During NBC’s coverage last night of President Barack Obama’s announcement of Osama bin Laden’s death at the hands of U.S. Navy SEALs, anchor Brian Williams advised the audience they would soon be hearing the name JSOC a lot in the coming days.
Short for Joint Special Operations Command, JSOC, is an “unusual collection of classified standing task forces and special-missions units,” according to a report in National Journal.

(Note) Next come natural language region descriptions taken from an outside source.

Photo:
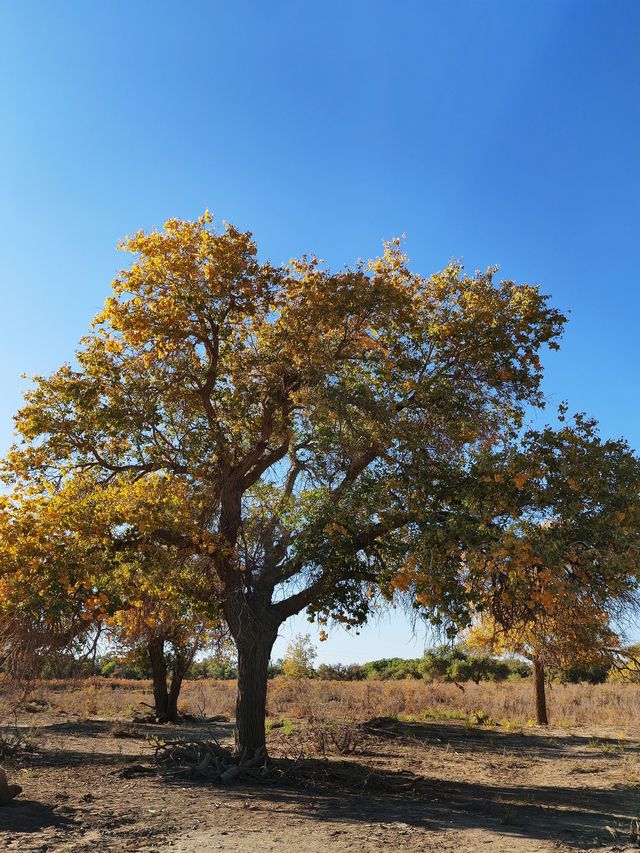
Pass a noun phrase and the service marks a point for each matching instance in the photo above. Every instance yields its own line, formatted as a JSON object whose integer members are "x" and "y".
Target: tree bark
{"x": 540, "y": 694}
{"x": 181, "y": 664}
{"x": 155, "y": 648}
{"x": 254, "y": 652}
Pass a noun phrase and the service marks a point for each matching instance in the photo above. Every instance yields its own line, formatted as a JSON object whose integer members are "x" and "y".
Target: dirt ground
{"x": 441, "y": 786}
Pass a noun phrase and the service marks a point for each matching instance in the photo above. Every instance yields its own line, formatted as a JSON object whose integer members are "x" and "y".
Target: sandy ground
{"x": 409, "y": 787}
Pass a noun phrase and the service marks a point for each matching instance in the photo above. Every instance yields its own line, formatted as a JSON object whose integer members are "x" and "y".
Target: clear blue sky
{"x": 500, "y": 131}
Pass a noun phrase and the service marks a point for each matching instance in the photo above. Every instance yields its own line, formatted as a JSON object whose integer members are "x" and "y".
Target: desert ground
{"x": 358, "y": 766}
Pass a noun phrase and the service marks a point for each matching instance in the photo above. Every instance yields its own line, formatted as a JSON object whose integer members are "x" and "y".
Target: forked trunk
{"x": 253, "y": 661}
{"x": 540, "y": 693}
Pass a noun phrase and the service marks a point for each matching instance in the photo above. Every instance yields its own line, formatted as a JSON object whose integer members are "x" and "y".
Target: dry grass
{"x": 571, "y": 705}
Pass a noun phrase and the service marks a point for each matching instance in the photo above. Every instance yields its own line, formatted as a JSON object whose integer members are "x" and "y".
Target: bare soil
{"x": 442, "y": 786}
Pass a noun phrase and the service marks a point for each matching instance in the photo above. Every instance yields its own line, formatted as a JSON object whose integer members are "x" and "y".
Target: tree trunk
{"x": 253, "y": 660}
{"x": 540, "y": 695}
{"x": 182, "y": 661}
{"x": 155, "y": 648}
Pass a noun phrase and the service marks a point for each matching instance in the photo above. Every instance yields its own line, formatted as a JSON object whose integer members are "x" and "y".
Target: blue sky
{"x": 499, "y": 131}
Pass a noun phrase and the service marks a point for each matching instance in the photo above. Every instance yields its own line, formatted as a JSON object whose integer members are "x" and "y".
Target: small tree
{"x": 299, "y": 658}
{"x": 556, "y": 552}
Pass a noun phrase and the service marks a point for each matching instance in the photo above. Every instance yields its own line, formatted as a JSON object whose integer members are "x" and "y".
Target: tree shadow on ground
{"x": 536, "y": 744}
{"x": 353, "y": 792}
{"x": 350, "y": 792}
{"x": 29, "y": 816}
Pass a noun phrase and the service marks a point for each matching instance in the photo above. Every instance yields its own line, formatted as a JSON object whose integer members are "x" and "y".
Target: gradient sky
{"x": 501, "y": 131}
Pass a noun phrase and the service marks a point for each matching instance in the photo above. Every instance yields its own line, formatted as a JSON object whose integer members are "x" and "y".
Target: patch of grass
{"x": 287, "y": 728}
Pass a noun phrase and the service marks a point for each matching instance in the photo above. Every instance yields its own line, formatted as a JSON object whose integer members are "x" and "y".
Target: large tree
{"x": 309, "y": 416}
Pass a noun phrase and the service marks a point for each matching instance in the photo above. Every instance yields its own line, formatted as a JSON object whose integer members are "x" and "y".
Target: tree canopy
{"x": 309, "y": 420}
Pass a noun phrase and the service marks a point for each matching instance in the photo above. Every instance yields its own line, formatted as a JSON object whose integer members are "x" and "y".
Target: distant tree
{"x": 299, "y": 658}
{"x": 559, "y": 551}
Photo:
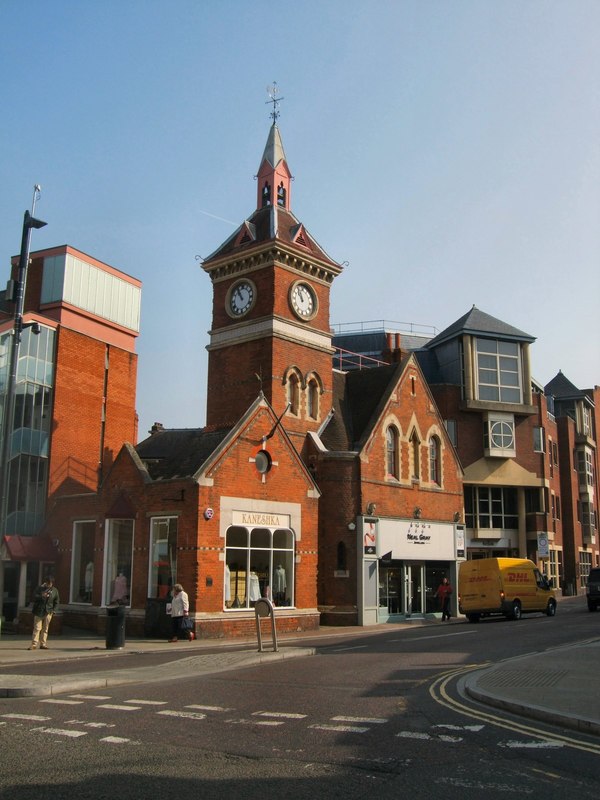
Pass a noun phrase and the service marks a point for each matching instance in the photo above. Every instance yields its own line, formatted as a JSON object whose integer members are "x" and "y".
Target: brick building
{"x": 74, "y": 400}
{"x": 326, "y": 491}
{"x": 528, "y": 452}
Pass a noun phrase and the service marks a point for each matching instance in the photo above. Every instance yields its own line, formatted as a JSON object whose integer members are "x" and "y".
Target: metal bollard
{"x": 265, "y": 608}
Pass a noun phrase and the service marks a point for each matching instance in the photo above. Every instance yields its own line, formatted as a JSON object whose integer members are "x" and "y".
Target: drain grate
{"x": 518, "y": 677}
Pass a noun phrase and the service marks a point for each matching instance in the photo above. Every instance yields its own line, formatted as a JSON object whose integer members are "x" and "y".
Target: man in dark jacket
{"x": 45, "y": 601}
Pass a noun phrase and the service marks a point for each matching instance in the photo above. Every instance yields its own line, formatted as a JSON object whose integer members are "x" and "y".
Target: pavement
{"x": 560, "y": 686}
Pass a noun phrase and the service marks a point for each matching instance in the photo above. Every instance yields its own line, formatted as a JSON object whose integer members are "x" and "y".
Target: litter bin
{"x": 115, "y": 627}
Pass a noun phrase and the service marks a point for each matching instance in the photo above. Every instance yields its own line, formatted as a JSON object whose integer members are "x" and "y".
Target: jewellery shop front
{"x": 401, "y": 564}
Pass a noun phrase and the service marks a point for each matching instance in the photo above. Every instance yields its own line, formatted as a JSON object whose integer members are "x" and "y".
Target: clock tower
{"x": 270, "y": 324}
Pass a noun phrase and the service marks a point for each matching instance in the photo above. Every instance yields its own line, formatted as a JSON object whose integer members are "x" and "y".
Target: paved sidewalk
{"x": 560, "y": 686}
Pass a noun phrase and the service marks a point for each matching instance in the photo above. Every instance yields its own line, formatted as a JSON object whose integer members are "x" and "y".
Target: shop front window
{"x": 117, "y": 570}
{"x": 82, "y": 562}
{"x": 259, "y": 562}
{"x": 163, "y": 560}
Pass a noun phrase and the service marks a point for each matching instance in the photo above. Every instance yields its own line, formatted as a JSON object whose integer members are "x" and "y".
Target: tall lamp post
{"x": 29, "y": 222}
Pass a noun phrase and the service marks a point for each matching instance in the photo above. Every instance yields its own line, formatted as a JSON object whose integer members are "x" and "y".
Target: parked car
{"x": 508, "y": 586}
{"x": 593, "y": 589}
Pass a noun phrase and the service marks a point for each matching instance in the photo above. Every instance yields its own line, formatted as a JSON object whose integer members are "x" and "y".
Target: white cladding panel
{"x": 86, "y": 286}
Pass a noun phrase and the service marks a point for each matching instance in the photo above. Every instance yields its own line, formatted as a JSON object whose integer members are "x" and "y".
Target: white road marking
{"x": 182, "y": 714}
{"x": 90, "y": 724}
{"x": 437, "y": 636}
{"x": 340, "y": 728}
{"x": 118, "y": 740}
{"x": 63, "y": 702}
{"x": 268, "y": 722}
{"x": 91, "y": 696}
{"x": 532, "y": 745}
{"x": 278, "y": 714}
{"x": 474, "y": 728}
{"x": 62, "y": 732}
{"x": 148, "y": 702}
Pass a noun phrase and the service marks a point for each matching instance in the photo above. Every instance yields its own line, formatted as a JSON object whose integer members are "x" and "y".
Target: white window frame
{"x": 499, "y": 435}
{"x": 492, "y": 371}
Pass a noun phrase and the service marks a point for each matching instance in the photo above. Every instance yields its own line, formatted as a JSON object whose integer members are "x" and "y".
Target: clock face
{"x": 241, "y": 298}
{"x": 303, "y": 300}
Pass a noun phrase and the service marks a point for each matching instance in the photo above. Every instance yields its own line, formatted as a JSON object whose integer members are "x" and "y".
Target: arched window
{"x": 391, "y": 452}
{"x": 266, "y": 195}
{"x": 281, "y": 195}
{"x": 294, "y": 393}
{"x": 434, "y": 461}
{"x": 415, "y": 445}
{"x": 259, "y": 562}
{"x": 312, "y": 399}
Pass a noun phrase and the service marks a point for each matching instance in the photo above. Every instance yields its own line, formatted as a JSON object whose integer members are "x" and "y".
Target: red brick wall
{"x": 77, "y": 411}
{"x": 200, "y": 565}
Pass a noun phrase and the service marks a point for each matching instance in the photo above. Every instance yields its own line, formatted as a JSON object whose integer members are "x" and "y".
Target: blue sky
{"x": 448, "y": 150}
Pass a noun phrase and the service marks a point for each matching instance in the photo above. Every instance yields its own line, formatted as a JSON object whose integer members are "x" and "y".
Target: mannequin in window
{"x": 279, "y": 584}
{"x": 120, "y": 591}
{"x": 227, "y": 587}
{"x": 253, "y": 588}
{"x": 89, "y": 580}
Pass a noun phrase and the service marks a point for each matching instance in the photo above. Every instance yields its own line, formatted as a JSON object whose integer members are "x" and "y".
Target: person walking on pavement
{"x": 180, "y": 607}
{"x": 443, "y": 594}
{"x": 45, "y": 602}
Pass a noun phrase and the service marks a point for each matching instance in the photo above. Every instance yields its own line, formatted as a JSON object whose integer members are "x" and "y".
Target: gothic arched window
{"x": 266, "y": 195}
{"x": 281, "y": 195}
{"x": 391, "y": 452}
{"x": 434, "y": 460}
{"x": 294, "y": 393}
{"x": 415, "y": 446}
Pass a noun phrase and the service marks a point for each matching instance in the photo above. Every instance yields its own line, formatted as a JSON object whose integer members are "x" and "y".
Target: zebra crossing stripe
{"x": 278, "y": 715}
{"x": 340, "y": 728}
{"x": 182, "y": 714}
{"x": 62, "y": 732}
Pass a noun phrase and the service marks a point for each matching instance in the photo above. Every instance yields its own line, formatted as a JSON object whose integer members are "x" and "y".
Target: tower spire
{"x": 273, "y": 92}
{"x": 274, "y": 177}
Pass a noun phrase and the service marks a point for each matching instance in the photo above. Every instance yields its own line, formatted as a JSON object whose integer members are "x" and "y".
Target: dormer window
{"x": 498, "y": 371}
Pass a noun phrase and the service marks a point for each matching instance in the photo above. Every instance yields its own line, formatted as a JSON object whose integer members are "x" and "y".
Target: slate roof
{"x": 358, "y": 397}
{"x": 271, "y": 223}
{"x": 561, "y": 386}
{"x": 479, "y": 323}
{"x": 178, "y": 452}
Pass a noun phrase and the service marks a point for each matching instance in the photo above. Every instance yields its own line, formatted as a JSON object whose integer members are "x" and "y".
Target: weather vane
{"x": 273, "y": 92}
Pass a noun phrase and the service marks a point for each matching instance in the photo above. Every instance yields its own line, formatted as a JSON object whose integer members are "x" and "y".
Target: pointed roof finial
{"x": 273, "y": 92}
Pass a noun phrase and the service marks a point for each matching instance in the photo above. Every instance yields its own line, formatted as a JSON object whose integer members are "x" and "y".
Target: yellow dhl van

Reporting directly to the president (who in this case authorized the bin Laden raid Friday morning), the teams operate under classified directives and in near-complete secrecy.
Since the president’s late-night address, much of the media attention has focused has been focused not so much on the “whodunnit” of the operation, but the “how.”
National Journal’s exhaustive report of the bin Laden operation — undertaken by a group of Navy SEALs working under a specific branch of JSOC — details the painstaking detail the command took, even replicating the one-acre Pakistani compound, where bin Laden was cornered, on an air base in Afghanistan for practice runs.
Marc Ambinder, the author of the report, explained that intelligence officials see in the successful bin Laden raid, the culmination of years of work to fully integrate intelligence and military operations and confirming, Ambinder wrote, “that the CIA and JSOC work well together.”
Similary, Howie Chandler, former Air Force vice chief of staff told Federal News Radio, marked the beginning “era of cooperation between the services,” and said the triumph could stave off budget cuts.